L’ABM s’attend à inscrire dans ce protocole des donneurs décédés après hémorragie cérébrale massive ou anoxie cérébrale. À l’étranger, ce prélèvement a permis d’augmenter de 10 à 40 % le nombre de greffons disponibles, avec des taux de survie à 1,5 et 10 ans comparables à ceux obtenus avec des donneurs décédés en état de mort encéphalique.

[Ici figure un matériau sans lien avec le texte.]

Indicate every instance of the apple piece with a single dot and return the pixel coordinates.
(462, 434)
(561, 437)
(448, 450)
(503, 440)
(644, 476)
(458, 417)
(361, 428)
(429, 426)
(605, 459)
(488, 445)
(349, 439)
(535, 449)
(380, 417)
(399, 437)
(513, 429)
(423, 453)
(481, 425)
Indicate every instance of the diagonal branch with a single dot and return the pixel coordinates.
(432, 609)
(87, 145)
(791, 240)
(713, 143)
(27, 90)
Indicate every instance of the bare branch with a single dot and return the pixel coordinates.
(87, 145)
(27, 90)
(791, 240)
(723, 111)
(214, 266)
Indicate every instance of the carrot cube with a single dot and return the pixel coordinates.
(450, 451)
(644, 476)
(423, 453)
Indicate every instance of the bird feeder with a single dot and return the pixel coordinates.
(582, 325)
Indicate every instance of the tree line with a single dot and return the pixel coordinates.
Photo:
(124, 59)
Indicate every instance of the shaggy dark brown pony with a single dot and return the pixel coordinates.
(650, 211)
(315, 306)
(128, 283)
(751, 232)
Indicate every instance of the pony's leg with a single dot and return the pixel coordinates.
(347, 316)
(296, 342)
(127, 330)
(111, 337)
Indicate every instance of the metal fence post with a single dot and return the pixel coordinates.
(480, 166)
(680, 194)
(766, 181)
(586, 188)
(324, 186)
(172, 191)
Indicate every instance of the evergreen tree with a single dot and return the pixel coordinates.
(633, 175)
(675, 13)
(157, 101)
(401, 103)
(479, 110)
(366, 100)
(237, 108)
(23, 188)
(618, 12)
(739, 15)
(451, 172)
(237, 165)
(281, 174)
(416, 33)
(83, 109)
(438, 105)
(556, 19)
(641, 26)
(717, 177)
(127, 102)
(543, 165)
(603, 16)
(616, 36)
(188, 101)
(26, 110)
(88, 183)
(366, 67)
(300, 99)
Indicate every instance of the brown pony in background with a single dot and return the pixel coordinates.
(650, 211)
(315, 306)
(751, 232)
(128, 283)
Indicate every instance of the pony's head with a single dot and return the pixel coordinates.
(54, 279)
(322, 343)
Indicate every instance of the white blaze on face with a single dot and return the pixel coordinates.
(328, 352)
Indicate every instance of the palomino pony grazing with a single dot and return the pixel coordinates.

« Volontairement, on ne veut pas se fixer d’objectifs chiffrés, ni bousculer les équipes », assure le Pr Bastien. Mais l’espoir est là. « Avec le protocole français qui impose la machine et met des restrictions d’âge, on aura peut-être des résultats qualitativement meilleurs que certains pays européens ».
*Classification internationale de Maastricht 1995- révisée en 2013 : Catégorie 1 : arrêt cardiaque hors prise en charge médicale ; catégorie 2 : arrêt cardiaque incontrôlé après échec des tentatives de réanimation ; catégorie 3 : arrêt cardiaque consécutif à une décision d’arrêt programmé des traitements en raison de leur pronostic ; catégorie 4 : arrêt cardiaque lié à l’échec du maintien des fonctions vitales sur un défunt en état de mort encéphalique.